Tom McCarthy

Tom McCarthy: C

The perennial relationship between desire, technology and language

MBP: Congratulations on being longlisted for the Man Booker Prize 2010. Where were you when you heard the news?

TC: At home.

MBP: C is set at the turn of the 20th century. Was there a particular reason why this period interested you?

TC: It's the period when radio emerged. But I don't see 'C' as a historical novel at all. It's about a perennial relationship between desire, technology and language.

MBP: The main character, Serge Carrefax, has a father obsessed with the radio. Were many men of this generation obsessed by the radio?
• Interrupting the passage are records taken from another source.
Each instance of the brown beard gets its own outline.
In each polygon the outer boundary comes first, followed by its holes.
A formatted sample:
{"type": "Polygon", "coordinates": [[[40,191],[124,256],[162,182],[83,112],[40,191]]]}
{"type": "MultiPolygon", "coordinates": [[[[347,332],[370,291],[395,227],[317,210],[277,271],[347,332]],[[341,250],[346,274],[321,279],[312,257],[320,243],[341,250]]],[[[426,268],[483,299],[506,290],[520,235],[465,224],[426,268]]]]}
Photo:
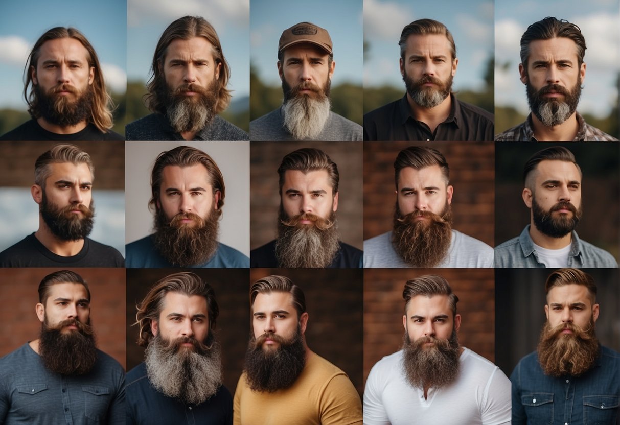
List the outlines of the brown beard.
{"type": "Polygon", "coordinates": [[[97,346],[91,320],[83,323],[75,319],[63,320],[50,326],[46,318],[41,328],[39,354],[45,367],[61,375],[88,373],[97,361],[97,346]],[[75,330],[62,330],[74,325],[75,330]]]}
{"type": "Polygon", "coordinates": [[[413,343],[405,332],[402,349],[407,380],[416,388],[441,388],[453,382],[459,374],[459,347],[456,330],[453,330],[450,340],[428,336],[413,343]],[[435,345],[424,347],[426,343],[435,345]]]}
{"type": "Polygon", "coordinates": [[[295,335],[288,341],[272,333],[264,333],[258,338],[252,336],[243,369],[250,389],[272,393],[292,385],[305,365],[306,349],[298,326],[295,335]],[[279,343],[277,349],[263,350],[267,338],[279,343]]]}
{"type": "Polygon", "coordinates": [[[184,336],[170,341],[156,336],[146,348],[144,362],[149,380],[164,395],[199,405],[222,385],[219,344],[213,334],[204,343],[184,336]],[[192,343],[193,347],[181,346],[192,343]]]}
{"type": "Polygon", "coordinates": [[[153,243],[161,256],[175,266],[204,264],[218,249],[218,219],[212,212],[206,219],[193,212],[180,212],[168,220],[159,209],[155,214],[153,243]],[[193,226],[182,223],[185,218],[193,220],[193,226]]]}
{"type": "Polygon", "coordinates": [[[580,376],[587,372],[598,357],[598,340],[594,331],[594,321],[588,329],[573,323],[561,323],[552,328],[545,323],[536,349],[538,361],[546,375],[555,377],[580,376]],[[572,334],[561,333],[564,328],[572,334]]]}
{"type": "Polygon", "coordinates": [[[275,255],[278,265],[287,268],[329,266],[340,249],[339,234],[333,211],[329,219],[302,213],[288,218],[280,205],[275,255]],[[310,220],[311,224],[301,224],[310,220]]]}
{"type": "Polygon", "coordinates": [[[441,216],[418,209],[401,216],[397,201],[392,245],[405,263],[435,267],[445,259],[451,240],[452,208],[447,201],[441,216]],[[427,219],[417,221],[417,217],[427,219]]]}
TC: Very much so. Caliban in 'The Tempest' describes voices and music swirling about his ears on Prospero's enchanted island. Well, with radio, this situation becomes a reality, and thousands of wire-and-crystal-fiddling Calibans are enchanted.

MBP: The First World War is a well documented period but as a writer did you want to bring forward a new perspective?

TC: Yes. My perspective is completely anti-humanist. It's Homeric - but in a modern sense, like what you find in Marinetti or Ernst Junger. War is about geometry, an experience of space, and of communication, and a being-towards-death.

 

MBP: In 1999, you founded an art organisation called the International Necronautical Society. Can you explain how this project fits in with C?

TC: The INS is a kind of semi-fictional reprise of early twentieth century avant-gardes: committees, manifestos, expulsions and denunciations etc. It was while doing an INS project at the ICA, involving radio transmissions, that I had the idea for C.

MBP: Your influences are visual artists rather than contemporary British novelists. Does it help you as a writer not to read contemporary fiction?

TC: I read lots of contemporary fiction. I published a long essay on Jean-Philippe Toussaint in the London Review of Books a few months ago; I've recently done a public dialogue with Jonathan Lethem on his work; I'm a big fan of Shelley Jackson, Ben Marcus, Jesse Ball, Stewart Home. What I don't read is contemporary middlebrow English fiction - which is, after all, a small patch in a very large ocean. A placid patch: I prefer the bits with clashing rocks, whirlpools and sirens.